Abstract
Evidence is accumulating in support of a role for reactive oxygen species in the etiology of cancer. Inflammatory cells, such as neutrophils, macrophages, and eosinophils, are an important endogenous source of oxygen radicals. Stimulation of these cells by tumor promoters or by foreign bodies (parasites, bacteria, etc.) causes the release of reactive oxygen species. Laboratory studies have shown that genetic damage and neoplastic transformation are induced in vitro in cells cocultured with activated inflammatory cells.
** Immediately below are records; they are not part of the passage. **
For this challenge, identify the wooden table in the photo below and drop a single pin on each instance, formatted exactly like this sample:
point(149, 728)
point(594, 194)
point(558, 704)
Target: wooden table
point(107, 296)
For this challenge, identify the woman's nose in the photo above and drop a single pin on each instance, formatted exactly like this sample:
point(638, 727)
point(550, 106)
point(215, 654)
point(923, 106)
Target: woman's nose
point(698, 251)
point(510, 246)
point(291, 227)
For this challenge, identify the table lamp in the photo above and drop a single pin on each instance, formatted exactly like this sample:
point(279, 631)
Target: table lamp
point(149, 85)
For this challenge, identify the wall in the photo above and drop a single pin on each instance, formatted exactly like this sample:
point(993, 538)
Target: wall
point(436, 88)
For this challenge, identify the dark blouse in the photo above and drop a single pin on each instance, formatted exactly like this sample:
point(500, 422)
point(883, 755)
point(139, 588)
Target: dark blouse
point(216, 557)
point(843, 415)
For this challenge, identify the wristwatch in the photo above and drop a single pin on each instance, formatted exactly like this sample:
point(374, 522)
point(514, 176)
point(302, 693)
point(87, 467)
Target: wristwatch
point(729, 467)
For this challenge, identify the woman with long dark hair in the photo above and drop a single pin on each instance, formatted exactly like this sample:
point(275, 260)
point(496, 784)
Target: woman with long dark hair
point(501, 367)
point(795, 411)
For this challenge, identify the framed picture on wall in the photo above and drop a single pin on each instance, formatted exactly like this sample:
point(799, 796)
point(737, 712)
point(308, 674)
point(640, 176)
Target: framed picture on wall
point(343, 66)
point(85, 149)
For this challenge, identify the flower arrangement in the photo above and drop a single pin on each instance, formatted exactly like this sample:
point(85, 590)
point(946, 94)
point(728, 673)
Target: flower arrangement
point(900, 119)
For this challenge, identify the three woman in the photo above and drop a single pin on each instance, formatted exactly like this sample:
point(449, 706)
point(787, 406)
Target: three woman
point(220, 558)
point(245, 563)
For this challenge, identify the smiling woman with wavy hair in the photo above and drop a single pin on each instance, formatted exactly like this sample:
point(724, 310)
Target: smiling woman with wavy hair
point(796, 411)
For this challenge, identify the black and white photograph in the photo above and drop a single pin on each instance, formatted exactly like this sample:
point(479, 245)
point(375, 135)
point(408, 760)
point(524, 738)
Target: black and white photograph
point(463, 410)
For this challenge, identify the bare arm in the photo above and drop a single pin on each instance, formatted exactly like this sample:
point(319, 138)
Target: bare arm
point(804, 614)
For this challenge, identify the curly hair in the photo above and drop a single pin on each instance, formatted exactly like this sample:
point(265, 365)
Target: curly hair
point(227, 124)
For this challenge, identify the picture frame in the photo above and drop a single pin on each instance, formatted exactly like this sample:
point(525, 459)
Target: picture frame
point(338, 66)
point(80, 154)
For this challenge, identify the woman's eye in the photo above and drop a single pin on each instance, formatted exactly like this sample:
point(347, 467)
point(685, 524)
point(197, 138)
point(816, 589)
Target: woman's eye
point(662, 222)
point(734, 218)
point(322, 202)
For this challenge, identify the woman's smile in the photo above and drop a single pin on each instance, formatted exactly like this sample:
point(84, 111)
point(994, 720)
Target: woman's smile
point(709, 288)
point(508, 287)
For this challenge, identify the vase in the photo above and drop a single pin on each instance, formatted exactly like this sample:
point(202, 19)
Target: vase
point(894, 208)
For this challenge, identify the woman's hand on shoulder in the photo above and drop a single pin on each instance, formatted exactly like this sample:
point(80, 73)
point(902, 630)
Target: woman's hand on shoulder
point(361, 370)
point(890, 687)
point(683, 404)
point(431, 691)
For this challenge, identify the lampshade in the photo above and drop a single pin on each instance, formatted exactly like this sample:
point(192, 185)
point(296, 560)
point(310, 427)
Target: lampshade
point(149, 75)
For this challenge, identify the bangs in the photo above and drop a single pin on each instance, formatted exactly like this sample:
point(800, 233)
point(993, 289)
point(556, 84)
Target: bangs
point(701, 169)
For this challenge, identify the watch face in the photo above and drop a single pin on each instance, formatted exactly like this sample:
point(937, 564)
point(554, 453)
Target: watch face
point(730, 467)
We have recently begun to study the role of inflammatory reactions in inducing genetic damage in a human population. This paper describes our initial studies of Egyptian patients infected with Schistosoma haematobium. This infection induces chronic inflammation and irritation in the urinary bladder and is associated with increased cancer at this site. We describe a recently completed population study that shows that infected individuals have elevated levels of genetic damage in their bladders, as measured by the exfoliated cell micronucleus test. Treatment that kills the parasite also reduces the micronucleus frequencies. We also explore the hypothesis that altered sensitivity of clones of cells in these patients to reactive oxygen species could be a force that drives the development of neoplasia by facilitating clonal expansion. Evidence is presented for the possible involvement of loci on chromosome 11 in controlling the level of chromosomal breakage caused by oxidative damage. We have shown that bladder carcinoma cells are sensitive to micronucleus induction by promoter-activated neutrophils and that they can be protected from this damage by insertion of a normal chromosome 11. Further work is in progress to define the source of chromosomal breakage in schistosomiasis patients and to begin to develop an understanding of the host factors protecting bladder cells in these individuals from genetic damage.
Presented at the 4th International Conference on Anticarcinogenesis & Radiation Protection, April 18–23, 1993, Baltimore, MD. Supported by grants from the National Cancer Institute of Canada and the Natural Science and Engineering Research Council of Canada (M. P. R.).